Multistage decision‐based heart sound delineation method for automated analysis of heart sounds and murmurs
Author(s) -
Nivitha Varghees V.,
Ramachandran K.I.
Publication year - 2015
Publication title -
healthcare technology letters
Language(s) - English
Resource type - Journals
SCImago Journal Rank - 0.45
H-Index - 19
ISSN - 2053-3713
DOI - 10.1049/htl.2015.0010
Subject(s) - phonocardiogram , heart sounds , stethoscope , computer science , thresholding , speech recognition , bioacoustics , pattern recognition (psychology) , signal (programming language) , artificial intelligence , acoustics , medicine , telecommunications , image (mathematics) , programming language , physics
A robust multistage decision‐based heart sound delineation (MDHSD) method is presented for automatically determining the boundaries and peaks of heart sounds (S1, S2, S3, and S4), systolic, and diastolic murmurs (early, mid, and late) and high‐pitched sounds (HPSs) of the phonocardiogram (PCG) signal.
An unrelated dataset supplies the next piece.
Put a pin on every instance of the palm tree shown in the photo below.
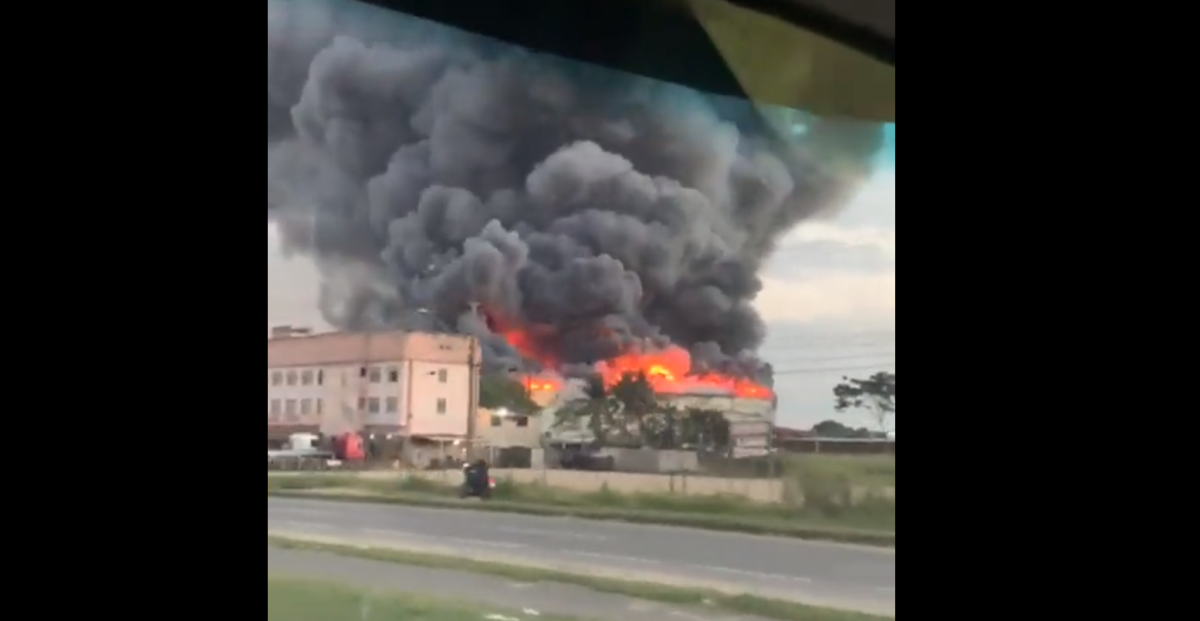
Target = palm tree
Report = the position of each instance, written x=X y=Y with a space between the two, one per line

The proposed MDHSD method consists of the Gaussian kernels based signal decomposition (GSDs) and multistage decision‐based delineation (MDBD). The GSD algorithm first removes the low‐frequency (LF) artefacts and then decomposes the filtered signal into two subsignals: the LF sound part (S1, S2, S3, and S4) and the high‐frequency sound part (murmurs and HPSs). The MDBD algorithm consists of absolute envelope extraction, adaptive thresholding, and fiducial point determination. The accuracy and robustness of the proposed method is evaluated using various types of normal and pathological PCG signals. Results show that the method achieves an average sensitivity of 98.22%, positive predictivity of 97.46%, and overall accuracy of 95.78%. The method yields maximum average delineation errors of 4.52 and 4.14 ms for determining the start‐point and end‐point of sounds. The proposed multistage delineation algorithm is capable of improving the delineation accuracy under time‐varying amplitudes of heart sounds and various types of murmurs. The proposed method has significant potential applications in heart sounds and murmurs classification systems.